I use Spring Batch
in order to copy data between the same collection in different Mongo
databases. As given in the following batch config, I use 2 steps; first delete the existing records and then insert records based on the query. I am sending 2 jobParameters from a service as “collectionName” and “query” and get these parameters from reader and writers.
BatchConfing:
@Bean
public Job job(JobRepository jobRepository,
@Qualifier("transactionManager") PlatformTransactionManager transactionManager,
@Qualifier("sourceMongoTemplate") MongoTemplate sourceMongoTemplate,
@Qualifier("targetMongoTemplate") MongoTemplate targetMongoTemplate,
@Qualifier("deleteTasklet") DeleteTasklet deleteTasklet) {
return new JobBuilder("job", jobRepository)
.incrementer(new RunIdIncrementer())
.start(deleteStep(jobRepository, transactionManager, deleteTasklet))

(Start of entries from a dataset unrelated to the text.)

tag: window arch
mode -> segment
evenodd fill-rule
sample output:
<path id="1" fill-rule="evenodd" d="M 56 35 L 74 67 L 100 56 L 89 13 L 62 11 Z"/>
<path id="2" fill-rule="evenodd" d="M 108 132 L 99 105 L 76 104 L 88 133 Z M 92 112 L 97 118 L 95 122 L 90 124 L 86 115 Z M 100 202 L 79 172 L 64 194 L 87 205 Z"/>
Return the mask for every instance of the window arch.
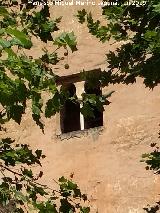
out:
<path id="1" fill-rule="evenodd" d="M 90 82 L 85 82 L 84 90 L 86 94 L 95 94 L 97 96 L 102 95 L 100 88 L 100 82 L 91 85 Z M 93 107 L 92 107 L 93 108 Z M 96 107 L 93 109 L 94 117 L 84 118 L 84 129 L 94 128 L 98 126 L 103 126 L 103 111 L 99 111 Z"/>
<path id="2" fill-rule="evenodd" d="M 76 96 L 76 87 L 70 83 L 61 87 L 68 93 L 69 97 Z M 66 100 L 60 111 L 61 132 L 67 133 L 80 130 L 80 104 L 71 100 Z"/>

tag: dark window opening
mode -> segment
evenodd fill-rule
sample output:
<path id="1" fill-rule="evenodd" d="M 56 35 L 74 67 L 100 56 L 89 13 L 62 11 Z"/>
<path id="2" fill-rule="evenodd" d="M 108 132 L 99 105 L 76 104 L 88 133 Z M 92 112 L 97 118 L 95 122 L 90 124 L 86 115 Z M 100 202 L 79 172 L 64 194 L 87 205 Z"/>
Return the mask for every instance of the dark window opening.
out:
<path id="1" fill-rule="evenodd" d="M 94 87 L 89 82 L 85 82 L 84 85 L 85 93 L 95 94 L 97 96 L 102 95 L 100 89 L 100 83 L 97 82 Z M 99 111 L 96 107 L 93 109 L 94 117 L 84 118 L 84 129 L 90 129 L 98 126 L 103 126 L 103 112 Z"/>
<path id="2" fill-rule="evenodd" d="M 76 95 L 76 87 L 74 84 L 63 86 L 68 92 L 69 97 Z M 62 133 L 80 130 L 80 104 L 74 103 L 71 100 L 66 100 L 63 108 L 60 111 L 60 124 Z"/>

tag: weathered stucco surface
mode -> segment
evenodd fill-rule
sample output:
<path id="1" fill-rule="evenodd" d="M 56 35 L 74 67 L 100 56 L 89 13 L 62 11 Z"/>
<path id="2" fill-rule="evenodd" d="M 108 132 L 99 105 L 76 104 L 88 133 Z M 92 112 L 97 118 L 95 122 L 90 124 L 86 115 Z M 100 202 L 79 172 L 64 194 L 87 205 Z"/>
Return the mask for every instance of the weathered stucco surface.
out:
<path id="1" fill-rule="evenodd" d="M 51 14 L 63 15 L 62 28 L 74 30 L 78 37 L 78 52 L 68 59 L 67 74 L 81 69 L 105 66 L 105 53 L 112 46 L 100 44 L 87 33 L 73 17 L 78 7 L 52 7 Z M 87 7 L 95 17 L 100 8 Z M 51 45 L 51 44 L 50 44 Z M 39 54 L 39 44 L 35 55 Z M 52 46 L 50 46 L 52 49 Z M 149 91 L 138 79 L 134 85 L 114 85 L 104 92 L 115 90 L 104 112 L 104 129 L 90 130 L 88 134 L 60 140 L 56 138 L 56 119 L 44 119 L 45 134 L 33 123 L 29 112 L 22 125 L 9 123 L 8 136 L 33 148 L 42 149 L 46 159 L 42 161 L 42 182 L 54 185 L 54 180 L 64 175 L 79 184 L 90 199 L 92 212 L 142 213 L 143 207 L 159 199 L 160 180 L 140 162 L 142 153 L 151 150 L 150 143 L 158 141 L 160 129 L 160 88 Z M 38 168 L 35 168 L 35 170 Z"/>

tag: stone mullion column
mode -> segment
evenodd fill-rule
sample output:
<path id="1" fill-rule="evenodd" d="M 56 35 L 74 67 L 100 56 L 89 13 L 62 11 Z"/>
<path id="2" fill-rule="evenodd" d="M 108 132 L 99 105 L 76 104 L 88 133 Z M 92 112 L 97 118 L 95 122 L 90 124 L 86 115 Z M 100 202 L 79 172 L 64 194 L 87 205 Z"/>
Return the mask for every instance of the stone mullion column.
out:
<path id="1" fill-rule="evenodd" d="M 78 99 L 82 100 L 81 94 L 84 92 L 84 82 L 78 82 L 75 84 L 75 86 L 76 86 L 76 95 Z M 83 104 L 80 103 L 80 108 L 82 107 L 83 107 Z M 81 126 L 81 130 L 84 130 L 84 116 L 82 115 L 81 112 L 80 112 L 80 126 Z"/>

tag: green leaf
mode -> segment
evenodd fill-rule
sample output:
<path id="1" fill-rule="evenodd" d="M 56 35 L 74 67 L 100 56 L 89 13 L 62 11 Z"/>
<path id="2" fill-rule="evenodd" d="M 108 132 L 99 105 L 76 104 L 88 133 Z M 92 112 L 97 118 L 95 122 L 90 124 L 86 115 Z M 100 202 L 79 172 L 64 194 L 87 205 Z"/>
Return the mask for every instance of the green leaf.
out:
<path id="1" fill-rule="evenodd" d="M 32 47 L 32 42 L 25 33 L 12 28 L 6 29 L 6 33 L 8 33 L 9 35 L 15 36 L 15 38 L 19 40 L 19 42 L 24 48 L 30 49 Z"/>

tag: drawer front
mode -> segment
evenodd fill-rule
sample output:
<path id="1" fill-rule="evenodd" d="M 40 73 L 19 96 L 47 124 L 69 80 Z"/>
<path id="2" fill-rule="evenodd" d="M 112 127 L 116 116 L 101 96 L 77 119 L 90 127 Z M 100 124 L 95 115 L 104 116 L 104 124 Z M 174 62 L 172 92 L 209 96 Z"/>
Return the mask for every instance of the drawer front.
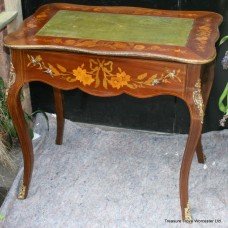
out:
<path id="1" fill-rule="evenodd" d="M 62 89 L 102 96 L 184 93 L 185 64 L 53 51 L 27 51 L 24 57 L 27 80 L 40 79 Z"/>

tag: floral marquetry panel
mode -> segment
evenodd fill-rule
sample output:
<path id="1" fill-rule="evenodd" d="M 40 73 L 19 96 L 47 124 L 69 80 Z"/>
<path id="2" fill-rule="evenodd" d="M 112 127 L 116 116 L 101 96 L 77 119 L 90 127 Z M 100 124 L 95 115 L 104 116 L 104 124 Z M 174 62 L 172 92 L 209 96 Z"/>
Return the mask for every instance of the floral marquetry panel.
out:
<path id="1" fill-rule="evenodd" d="M 221 21 L 212 12 L 55 3 L 26 19 L 5 44 L 203 64 L 216 56 Z"/>
<path id="2" fill-rule="evenodd" d="M 57 86 L 99 90 L 108 96 L 123 92 L 149 96 L 156 90 L 184 92 L 184 64 L 59 52 L 29 51 L 24 55 L 29 80 L 39 75 L 42 81 Z"/>

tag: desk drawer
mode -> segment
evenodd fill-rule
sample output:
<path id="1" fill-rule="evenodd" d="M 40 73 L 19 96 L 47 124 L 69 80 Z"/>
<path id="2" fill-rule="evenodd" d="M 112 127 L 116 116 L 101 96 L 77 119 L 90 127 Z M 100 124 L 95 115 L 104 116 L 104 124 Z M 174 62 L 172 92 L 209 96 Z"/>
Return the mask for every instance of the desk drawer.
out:
<path id="1" fill-rule="evenodd" d="M 52 51 L 26 53 L 26 77 L 41 77 L 108 95 L 122 92 L 147 97 L 154 93 L 183 94 L 186 65 L 156 60 L 96 56 Z M 104 95 L 104 94 L 103 94 Z"/>

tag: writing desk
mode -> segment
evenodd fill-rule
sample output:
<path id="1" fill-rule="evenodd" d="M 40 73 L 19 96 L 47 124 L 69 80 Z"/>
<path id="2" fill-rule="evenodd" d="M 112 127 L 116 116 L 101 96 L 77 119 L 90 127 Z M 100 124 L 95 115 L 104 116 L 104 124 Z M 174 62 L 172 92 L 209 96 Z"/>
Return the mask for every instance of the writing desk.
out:
<path id="1" fill-rule="evenodd" d="M 25 83 L 54 88 L 57 144 L 62 144 L 64 127 L 61 90 L 78 88 L 101 97 L 172 95 L 186 102 L 191 118 L 180 170 L 182 218 L 191 220 L 189 171 L 195 151 L 199 163 L 205 161 L 201 130 L 221 21 L 212 12 L 71 4 L 45 5 L 26 19 L 5 39 L 12 58 L 8 107 L 24 158 L 19 198 L 28 194 L 33 168 L 19 96 Z"/>

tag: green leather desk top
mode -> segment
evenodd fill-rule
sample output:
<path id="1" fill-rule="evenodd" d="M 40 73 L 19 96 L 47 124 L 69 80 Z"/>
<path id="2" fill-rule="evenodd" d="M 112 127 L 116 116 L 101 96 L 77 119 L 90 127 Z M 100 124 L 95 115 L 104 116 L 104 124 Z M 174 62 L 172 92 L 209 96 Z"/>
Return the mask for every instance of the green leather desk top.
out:
<path id="1" fill-rule="evenodd" d="M 193 19 L 82 11 L 58 11 L 36 34 L 184 47 Z"/>

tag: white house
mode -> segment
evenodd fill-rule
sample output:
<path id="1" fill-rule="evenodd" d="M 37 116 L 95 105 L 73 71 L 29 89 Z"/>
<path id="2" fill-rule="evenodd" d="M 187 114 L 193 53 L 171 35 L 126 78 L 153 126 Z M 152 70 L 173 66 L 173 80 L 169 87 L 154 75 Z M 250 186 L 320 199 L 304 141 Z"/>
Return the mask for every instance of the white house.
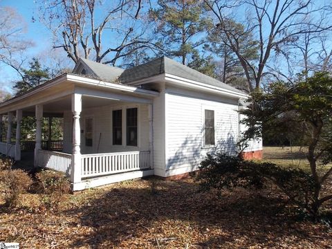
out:
<path id="1" fill-rule="evenodd" d="M 126 70 L 80 59 L 72 73 L 0 104 L 1 118 L 17 125 L 15 144 L 8 125 L 0 152 L 21 159 L 20 120 L 34 116 L 35 165 L 64 172 L 74 191 L 177 177 L 196 170 L 207 153 L 236 152 L 245 129 L 237 111 L 247 98 L 165 57 Z M 61 151 L 42 149 L 43 117 L 63 117 Z M 245 156 L 261 151 L 261 140 L 252 141 Z"/>

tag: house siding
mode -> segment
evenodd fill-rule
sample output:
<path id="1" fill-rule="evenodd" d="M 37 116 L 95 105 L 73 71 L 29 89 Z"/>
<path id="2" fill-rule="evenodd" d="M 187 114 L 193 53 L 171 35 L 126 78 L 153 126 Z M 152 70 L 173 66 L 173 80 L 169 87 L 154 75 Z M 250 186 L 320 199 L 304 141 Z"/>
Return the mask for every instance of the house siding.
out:
<path id="1" fill-rule="evenodd" d="M 209 99 L 189 91 L 167 91 L 165 176 L 197 169 L 207 153 L 221 150 L 236 152 L 239 133 L 237 101 L 216 96 Z M 203 147 L 204 109 L 214 110 L 216 146 L 213 148 Z"/>
<path id="2" fill-rule="evenodd" d="M 153 117 L 154 174 L 165 176 L 165 90 L 154 100 Z"/>
<path id="3" fill-rule="evenodd" d="M 112 111 L 122 109 L 122 124 L 125 122 L 125 113 L 127 108 L 138 108 L 138 147 L 126 145 L 113 145 L 112 134 Z M 85 145 L 85 120 L 93 118 L 93 145 Z M 64 151 L 71 153 L 71 113 L 64 115 Z M 96 108 L 84 109 L 80 120 L 81 131 L 81 153 L 111 153 L 131 151 L 149 150 L 149 120 L 148 107 L 147 104 L 123 104 L 108 105 Z M 124 129 L 123 129 L 124 128 Z M 125 133 L 125 124 L 122 126 L 122 136 Z M 125 144 L 125 140 L 123 140 Z M 99 144 L 99 148 L 98 148 Z"/>
<path id="4" fill-rule="evenodd" d="M 65 153 L 71 154 L 73 151 L 73 114 L 71 111 L 64 112 L 64 149 Z"/>

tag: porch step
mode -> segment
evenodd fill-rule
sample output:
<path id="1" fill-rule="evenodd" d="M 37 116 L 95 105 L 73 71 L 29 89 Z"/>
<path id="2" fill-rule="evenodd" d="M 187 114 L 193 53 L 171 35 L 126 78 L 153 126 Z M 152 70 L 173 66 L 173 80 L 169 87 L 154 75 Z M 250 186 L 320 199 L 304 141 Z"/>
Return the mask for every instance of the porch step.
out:
<path id="1" fill-rule="evenodd" d="M 135 170 L 129 172 L 113 174 L 111 175 L 92 177 L 82 179 L 80 183 L 72 183 L 73 191 L 80 191 L 88 188 L 105 185 L 107 184 L 118 183 L 123 181 L 136 179 L 145 176 L 151 176 L 154 169 Z"/>

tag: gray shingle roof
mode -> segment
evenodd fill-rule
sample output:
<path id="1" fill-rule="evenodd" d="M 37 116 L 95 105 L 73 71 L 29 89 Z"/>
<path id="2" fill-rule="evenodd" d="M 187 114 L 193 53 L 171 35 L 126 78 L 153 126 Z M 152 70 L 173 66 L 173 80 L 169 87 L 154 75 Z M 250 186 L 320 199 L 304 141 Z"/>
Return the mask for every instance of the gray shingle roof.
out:
<path id="1" fill-rule="evenodd" d="M 107 82 L 114 82 L 117 80 L 121 73 L 124 71 L 122 68 L 116 66 L 111 66 L 104 64 L 102 63 L 98 63 L 91 61 L 89 59 L 80 58 L 84 63 L 88 66 L 90 69 L 95 74 L 95 77 L 98 78 L 105 80 Z"/>
<path id="2" fill-rule="evenodd" d="M 117 81 L 122 84 L 128 84 L 136 80 L 163 73 L 169 73 L 211 86 L 243 93 L 243 92 L 227 84 L 205 75 L 165 56 L 125 70 L 92 62 L 86 59 L 81 59 L 95 73 L 95 76 L 109 82 Z"/>

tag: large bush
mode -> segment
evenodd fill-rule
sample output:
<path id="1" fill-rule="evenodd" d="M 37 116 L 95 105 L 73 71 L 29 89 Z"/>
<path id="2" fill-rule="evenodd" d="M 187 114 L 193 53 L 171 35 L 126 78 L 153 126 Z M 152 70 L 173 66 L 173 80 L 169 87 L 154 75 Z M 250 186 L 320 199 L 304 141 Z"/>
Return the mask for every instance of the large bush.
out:
<path id="1" fill-rule="evenodd" d="M 311 212 L 318 215 L 322 204 L 332 201 L 331 193 L 322 192 L 332 176 L 328 165 L 332 162 L 332 75 L 317 72 L 304 76 L 293 83 L 270 84 L 264 91 L 251 93 L 248 106 L 240 111 L 246 117 L 242 122 L 248 129 L 239 145 L 243 147 L 253 137 L 268 133 L 274 139 L 282 134 L 306 148 L 310 180 L 315 182 L 308 201 Z"/>
<path id="2" fill-rule="evenodd" d="M 19 195 L 26 192 L 33 180 L 21 169 L 5 169 L 0 171 L 0 185 L 6 205 L 15 208 L 19 204 Z"/>
<path id="3" fill-rule="evenodd" d="M 273 184 L 289 201 L 315 215 L 314 180 L 311 174 L 272 163 L 256 163 L 223 153 L 208 154 L 197 176 L 201 190 L 242 187 L 264 188 Z"/>
<path id="4" fill-rule="evenodd" d="M 37 173 L 41 202 L 48 210 L 57 211 L 61 203 L 66 200 L 66 194 L 71 190 L 69 180 L 59 172 L 44 170 Z"/>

.next(insertData(jobRepository, transactionManager, sourceMongoTemplate, targetMongoTemplate))
.listener(new MigrationJobCompletionListener("job"))
.build();
}
@Bean
public Step deleteStep(JobRepository jobRepository,
PlatformTransactionManager transactionManager,
DeleteTasklet deleteTasklet) {
return new StepBuilder("deleteStep", jobRepository)
.tasklet(deleteTasklet, transactionManager)
.listener(new MigrationStepListener("deleteStep"))
.build();
}
@Bean
public Step insertStep(JobRepository jobRepository,
PlatformTransactionManager transactionManager,
MongoTemplate sourceMongoTemplate,
MongoTemplate targetMongoTemplate) {
return new StepBuilder("insertStep", jobRepository)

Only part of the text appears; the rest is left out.